Good luck to you back east. It must be hard to change courses after so long and so much effort. Will you look at coming back to the community in the future?
We are wanting to move to northern Vermont to be closer to family in Quebec and Ontario.
The questions from Jack I am attempted to answer below.
The lease fee is one time payment and here is words from our lease agreement- "Leaseholder shall have and hold the Leasehold for a term of ninety-nine (99) years beginning on the ___ day of ____, 20___, and shall automatically be renewed in perpetuity at no additional fee every ninety-nine (99) years, assuming that Leaseholder’s successors, heirs, or assigns are in good standing with REFCLT. "
As far as residency my ideas (somewhat flexible) are that the resident would stay in the house or cabin during that 6 month period or perhaps rent a place in the area. Part of our farm income is growing seed so I need to be here until October to fulfill contracts. In the winter I was planning on going to Vermont to work and if the leasehold is not sold by the end of winter I will return and probably for another growing season. The details will just have to be worked out when there is an interested party. The leasehold can not be transferred (sold) until the resident is a member. If a resident is not approved as a member there are two potential avenues. There residency can be extended by there request or the community's. If the resident is not accepted as a member then the leasehold is not available to them. Red Earth is open to a diverse group of people. From my experience there has been no one denied membership.

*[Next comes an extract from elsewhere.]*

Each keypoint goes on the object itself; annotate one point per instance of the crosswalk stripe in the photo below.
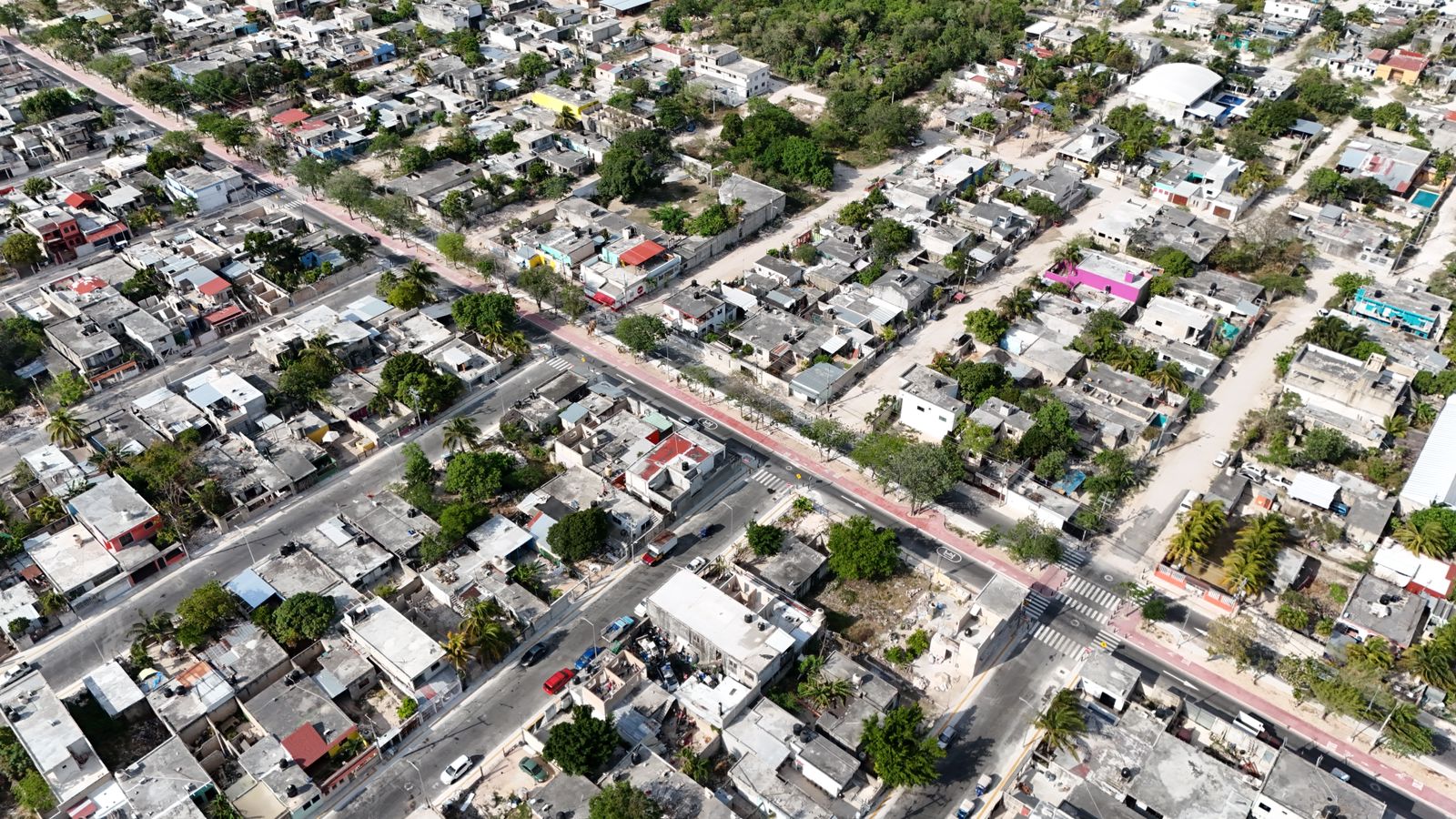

I attempted to homestead in the Ozarks with little luck and had lived at a student housing co-op so was familiar with communities. Found Red Earth's website from a link on Dancing Rabbit Ecovillage's page. I am not the first to resell. Two years ago a leaseholder left and her leasehold was purchased by Red Earth (long story). Also, last year a family left and there homestead is also on the market. So in someways this will be the first 'real' lease transfer but the process has already been defined so it should not house complications.
The future is unknown but we do not have plans to live in this area again.
Would a stand alone farm of similar quality sell for much more, or a little more. Just wondering if the ownership model brings the price down significantly. It seems like you aren't charging a great deal for the improvements.
There are several Amish and Mennonite settlements in that area. That is a good indication the land is less expensive than average. USUALLY it is because it has creeks and timber and small field sizes that don't work with big 4wd tractors. Perfect for an offgrid homestead.
I don't know current prices in that area, but that price does not seem way out of line based on what I know from a couple years ago.
"You must be the change you want to see in the world." "First they ignore you, then they laugh at you, then they fight you, then you win." --Mahatma Gandhi
"Preach the Gospel always, and if necessary, use words." --Francis of Assisi.
"Family farms work when the whole family works the farm." -- Adam Klaus
The price per acre at our farm is much lower than land in the neighborhood. It was removed from the real estate market over 10 years ago and the land trust has only increased the price per acre to cover interest on the loan we had. Since the loan was paid off we decided to only increase the value by 1% each year. One goal of the land trust is to make affordable land available to people interested in homesteading. I would say our land would fall under 'pasture' (instead of row crop) and that goes for about $2,000-2,500 in this county. Also, the large local mennonite population has actually caused a large increase in land value in this specific area since it is a hub for their conference.